こんにちは、電脳コラムニストの村上です。

緊急事態宣言も解除となり、外食の再開を楽しみにしている方も多いのではないでしょうか(人によってはお酒でしょうか)。

ここ2年弱続いてきた在宅勤務や夜の会食・飲み会の減少が、自宅での食事を見直すきっかけになったという方も多いようです。私自身も夜は会食ばかりの生活から、家で食事をとる機会がぐっと増えました。また、通勤がなくなったことにより朝の時間に余裕が生まれ、夜に美味しいものが食べられないのであれば朝か昼にと考えることも多くなりました。

在宅勤務の普及や夜の外食機会の減少を背景に、朝食をゆっくり楽しむ機運が高まっている。食文化は社会を映す鏡といわれる。戦後、働き者の日本人は朝の時間のゆとりを失い、朝食を食べない人も増えた。そんな傾向が新型コロナウイルス下で、図らずも見直されつつあるのだ。朝からキッチンに立って支度をしたり、朝食専門店を訪れたり――。忙しい一日がはじまる前、食卓を囲むひとときは、豊かさと贅沢(ぜいたく)に満ちている。

コロナ前は海外出張も多かったのですが、ビジネス上の会食は朝にすることがよくありました。いわゆる「パワーブレックファスト」です。夕方はジムに行ったり、ディナーは家族と取ると決めている方も多く、一番日程調整がつきやすくカジュアルに色々な話ができるのが朝食でした。ちょっと良いホテルのラウンジを予約してそれぞれ好みのものを注文する、というスタイルですね。これの良いところは、その後は出社するという点です。良いアイデアが出たらそのまま社に持ち帰ってチームで検討、午後にはフォローアップのメールができます。ディナーの場合は次の日に持ち越すことになりますし、酔ってしまってあまり覚えていないということも(笑)。
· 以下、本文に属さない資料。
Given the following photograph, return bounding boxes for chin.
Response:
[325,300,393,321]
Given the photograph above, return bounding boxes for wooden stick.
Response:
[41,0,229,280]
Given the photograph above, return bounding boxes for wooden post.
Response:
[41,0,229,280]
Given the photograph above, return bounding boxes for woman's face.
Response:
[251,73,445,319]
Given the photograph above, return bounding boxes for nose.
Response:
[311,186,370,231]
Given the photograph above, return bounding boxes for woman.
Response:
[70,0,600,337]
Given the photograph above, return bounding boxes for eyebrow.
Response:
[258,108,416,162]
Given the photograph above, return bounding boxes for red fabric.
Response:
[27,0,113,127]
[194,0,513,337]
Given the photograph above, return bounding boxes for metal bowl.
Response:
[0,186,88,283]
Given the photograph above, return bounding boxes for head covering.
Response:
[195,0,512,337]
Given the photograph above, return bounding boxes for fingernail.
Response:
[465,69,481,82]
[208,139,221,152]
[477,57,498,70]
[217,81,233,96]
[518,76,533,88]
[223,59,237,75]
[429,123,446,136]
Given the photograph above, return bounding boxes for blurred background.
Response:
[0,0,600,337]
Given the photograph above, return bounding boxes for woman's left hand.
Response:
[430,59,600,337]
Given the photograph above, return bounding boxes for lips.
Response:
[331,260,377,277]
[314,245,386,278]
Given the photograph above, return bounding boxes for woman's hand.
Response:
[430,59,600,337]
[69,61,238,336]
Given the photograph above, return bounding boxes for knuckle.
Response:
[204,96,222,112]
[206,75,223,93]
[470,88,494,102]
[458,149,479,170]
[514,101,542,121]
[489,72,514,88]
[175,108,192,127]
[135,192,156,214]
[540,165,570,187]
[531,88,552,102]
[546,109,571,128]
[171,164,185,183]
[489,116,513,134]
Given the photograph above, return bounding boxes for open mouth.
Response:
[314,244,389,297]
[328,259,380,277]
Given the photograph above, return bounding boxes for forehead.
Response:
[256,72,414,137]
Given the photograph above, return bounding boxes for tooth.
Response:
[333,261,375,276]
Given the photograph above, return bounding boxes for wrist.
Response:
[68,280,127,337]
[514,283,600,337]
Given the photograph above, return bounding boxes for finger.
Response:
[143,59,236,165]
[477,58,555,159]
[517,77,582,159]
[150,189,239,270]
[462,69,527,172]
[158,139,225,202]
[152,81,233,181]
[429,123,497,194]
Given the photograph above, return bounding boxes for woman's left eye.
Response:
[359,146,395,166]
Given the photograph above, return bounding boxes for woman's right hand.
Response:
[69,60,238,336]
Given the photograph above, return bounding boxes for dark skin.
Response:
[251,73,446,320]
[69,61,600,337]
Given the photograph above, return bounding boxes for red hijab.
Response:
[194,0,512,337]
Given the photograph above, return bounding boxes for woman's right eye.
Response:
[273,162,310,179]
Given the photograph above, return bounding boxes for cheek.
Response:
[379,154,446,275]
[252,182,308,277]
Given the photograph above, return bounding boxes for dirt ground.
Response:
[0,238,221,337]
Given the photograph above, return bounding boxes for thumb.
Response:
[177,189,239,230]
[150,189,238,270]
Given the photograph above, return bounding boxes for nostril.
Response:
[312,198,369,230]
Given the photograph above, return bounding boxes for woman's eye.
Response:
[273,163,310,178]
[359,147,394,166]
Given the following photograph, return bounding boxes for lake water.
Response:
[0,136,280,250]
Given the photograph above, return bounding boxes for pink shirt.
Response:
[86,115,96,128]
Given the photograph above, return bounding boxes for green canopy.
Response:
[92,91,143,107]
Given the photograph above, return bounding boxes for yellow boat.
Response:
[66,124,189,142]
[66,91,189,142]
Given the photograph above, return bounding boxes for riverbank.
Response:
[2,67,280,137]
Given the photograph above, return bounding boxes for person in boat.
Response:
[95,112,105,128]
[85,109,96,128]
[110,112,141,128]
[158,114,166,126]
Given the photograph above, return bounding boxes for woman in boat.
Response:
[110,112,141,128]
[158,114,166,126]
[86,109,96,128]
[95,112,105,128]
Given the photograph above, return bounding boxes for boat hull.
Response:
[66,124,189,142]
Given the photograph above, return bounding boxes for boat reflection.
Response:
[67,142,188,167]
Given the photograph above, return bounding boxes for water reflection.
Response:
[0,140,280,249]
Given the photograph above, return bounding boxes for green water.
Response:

昨日は「ミシュラン 京都・大阪+和歌山 2022」の発表がありました。ビブグルマンに掲載されている「朝食 喜心」はまさに朝食専門店ですし、引き続き3つ星を取得している「瓢亭」も、こだわりの朝粥が有名です。

丁寧な朝ごはんと聞くと、ものすごく手間をかけなくてはいけない気がしてしまいます。「一汁三菜」という言葉があるように、バランスよく手間をかけた料理が正しいのでは。そのようなプレッシャーが家庭料理を苦しいものにしているのかもしれない。料理研究家の土井善晴さんは肩の力を抜いて「一汁一菜」を基本に、と説いています。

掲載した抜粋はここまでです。